Some boys and some rope

DSCN3337Our swing broke. But it didn’t turn out to be as tragic as I thought.

The rope frayed all the way through and when my 43 pounder was expecting a ride to the sky, he ended up eating dirt. Fortunately he wasn’t injured and even thought his crash was funny.

Once we detached the faded yellow rope from the swing I was about to toss it in the trash, but the boys took off with it. Tug-of-war was the first game. Then they switched to lasso attempts on the daredevil squirrels who share our backyard. Later they shredded it into three parts and made their own spider web across the swing set. Our deck chairs became a cargo train tied together by you know what, a faded shredded yellow rope.

This took hours. The only reason they ceased their rope games was obvious. Hunger. Because they hadn’t managed to snare a squirrel yet.

The next day, against my better judgment, I allowed the rope inside and while I helped my oldest with her homework at the kitchen table, the boys played under my feet, literally. I could feel them tying my ankles to the chair, but didn’t think much of it, knowing I would be able to escape pretty quickly as usual.

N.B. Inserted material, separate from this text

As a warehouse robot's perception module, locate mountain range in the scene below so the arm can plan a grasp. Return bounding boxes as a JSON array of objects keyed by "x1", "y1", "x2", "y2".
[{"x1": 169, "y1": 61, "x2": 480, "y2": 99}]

But then the oven’s timer dinged. Spaghetti casserole was ready and as I stood to walk to the oven I nearly fell over. This time I really was ankle bound to the chair. These were not disciplined Boy Scout knots, but something closer to the variety my own father calls ‘ax knots’ – because you need an ax to get them out.

So slowly, I began a toe-heel-skootch-the-chair shuffle across the kitchen in order to save dinner. Inch by inch I skootched. The kids were dying with laughter by now. (I should have just let their dinner burn). But I got there. Did I mention I also had to drag the chair next to me because that one was attached to mine with a double-wrap-loop-through-twist? That is the best kind to use on bad guys by the way.

Finally I managed to get close enough to the oven to save the casserole just so the kids could say, “We don’t like that dinner.” Meanwhile I began counting how many days until trash day when I could dispose of the rope.

The next afternoon was beautiful and springish. 65 degrees. Sunny. No wind (a big deal in Colorado). And the boys came to get me from washing dishes, “Mommy, you just robbed a bank and you’re the bad guy and we need to tie you up in the hammock.”

“Whoa, this sounds like a game I can get into,” I thought. “You want me to lie in the hammock while you tie me up?” I clarified.

And that is where I spent the next 44 minutes of my life – tied in the hammock, absorbing some spring sunshine, listening to birds awake from winter, and feeling little fingers tickle me as they configured and reconfigured the security level of their knots. Boys, I will be your bad guy any day!